2. Don’t under-dress. If you are one of those girls who believe in the power of the year-round miniskirt, you are in a sad state, my friend. The truth is, no one wants to be on a date with someone who is shivering uncontrollably because she wore a skirt and flip-flops in the middle of winter.

Never be that guy

1. It is very important to feel out the crowd before making references to farting or bowel movements. It’s just not very classy.

2. It is also very wrong to have any sort of conversation about the female menstrual cycle on a date. Who wants to think about blood and mood swings when interviewing a candidate for sex?

3. In addition, you might want to seriously reconsider before consuming the deadly, bowel-purging combination of coffee, chocolate and cigarettes. I pity the person who makes the mistake of combining any of these gut-shattering explosives.

4. For the love of God, please do not make references to your abusive family, any prescription medications you have been on, long-term hospitalizations or the Internet friends Web site you are currently registered to. I realize that none of these things relate directly to each other.
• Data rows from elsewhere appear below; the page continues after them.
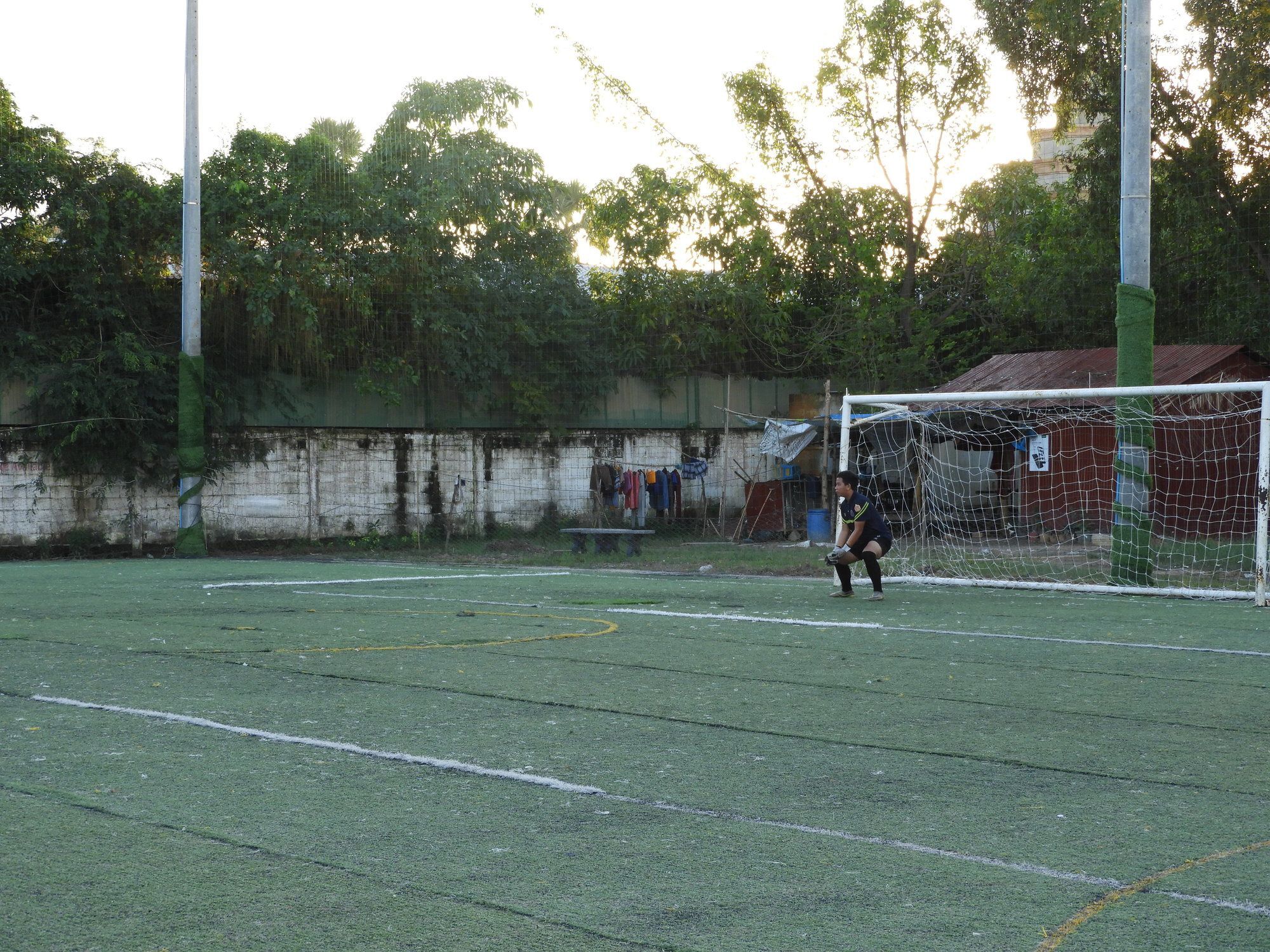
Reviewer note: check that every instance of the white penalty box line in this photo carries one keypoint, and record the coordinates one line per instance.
(393, 578)
(566, 788)
(826, 624)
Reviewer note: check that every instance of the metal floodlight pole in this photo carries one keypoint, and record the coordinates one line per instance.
(1136, 308)
(1136, 145)
(191, 418)
(1263, 511)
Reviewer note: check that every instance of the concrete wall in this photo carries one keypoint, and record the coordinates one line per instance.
(328, 483)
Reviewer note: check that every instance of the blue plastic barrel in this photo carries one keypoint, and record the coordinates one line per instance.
(819, 526)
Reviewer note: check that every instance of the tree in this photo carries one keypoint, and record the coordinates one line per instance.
(87, 299)
(1211, 130)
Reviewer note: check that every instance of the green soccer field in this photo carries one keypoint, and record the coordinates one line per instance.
(286, 755)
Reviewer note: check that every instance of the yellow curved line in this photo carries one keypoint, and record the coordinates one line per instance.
(1056, 939)
(608, 628)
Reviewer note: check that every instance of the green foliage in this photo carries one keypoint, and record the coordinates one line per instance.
(441, 256)
(87, 300)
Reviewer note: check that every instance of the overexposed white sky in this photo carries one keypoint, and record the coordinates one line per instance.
(115, 72)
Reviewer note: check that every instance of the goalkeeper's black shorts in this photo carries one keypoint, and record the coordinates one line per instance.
(885, 543)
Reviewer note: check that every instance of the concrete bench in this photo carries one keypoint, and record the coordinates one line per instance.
(606, 540)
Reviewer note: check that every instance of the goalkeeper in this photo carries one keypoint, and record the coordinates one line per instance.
(864, 538)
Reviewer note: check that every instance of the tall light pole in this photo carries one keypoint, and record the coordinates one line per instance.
(1136, 307)
(191, 455)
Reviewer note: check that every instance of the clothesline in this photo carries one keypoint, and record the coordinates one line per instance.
(754, 420)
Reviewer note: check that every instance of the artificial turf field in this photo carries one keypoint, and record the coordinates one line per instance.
(949, 769)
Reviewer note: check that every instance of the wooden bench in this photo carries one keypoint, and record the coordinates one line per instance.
(606, 540)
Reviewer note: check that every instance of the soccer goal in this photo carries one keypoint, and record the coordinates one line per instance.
(1029, 489)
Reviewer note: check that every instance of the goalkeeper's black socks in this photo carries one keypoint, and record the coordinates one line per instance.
(874, 571)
However, they are all very creepy and unnecessarily honest.

5. You should never begin a conversation with the phrase, “This one time, in rehab…”

6. Additionally, guys who bring girls flowers on the first date are a little scary. If it is special for V-Day, I can understand it, but on any regular date it should really not be done.

7. Please remember that a misguided Fonz impersonation (formally know as “the wink and the gun”) is not hot! Save yourself the embarrassment by never using this move, ever.

8. A guy should never pull out his penis unless he is specifically asked to. The same rule applies to girls. Keep your hands away from his junk unless he has made it abundantly clear that he wants them there. In other words: no cock at the table.

Courteous reminders

1. Turn your cell phone off.

2. Do not expect to get laid on the first date. Dude, sex can wait until the second date. But, if you do invite someone back to your place, you should always be certain that there are no condoms or condom wrappers lying around.

Dating ideals that will go a long way

1. Any kind of touching will usually be read as a positive thing. The hand on the small of the back is a good sign.

2. Playing the game “total career” is always fun. You know, the game where someone names a random person, place or thing and the other person gets to judge that thing’s usefulness. Thumbs up or thumbs down?

3. Always take a guy’s jacket if he offers it to you. If you don’t, it can be seen as a sign of rejection.

4. Another little piece of wisdom: Guys do not know how to read a kiss on the cheek. Europeans are kissing cheeks left and right, but American boys cannot handle the confusion it causes.

It is important to be courteous to your waiter and basically everyone around you. Bad manners are a huge turn off.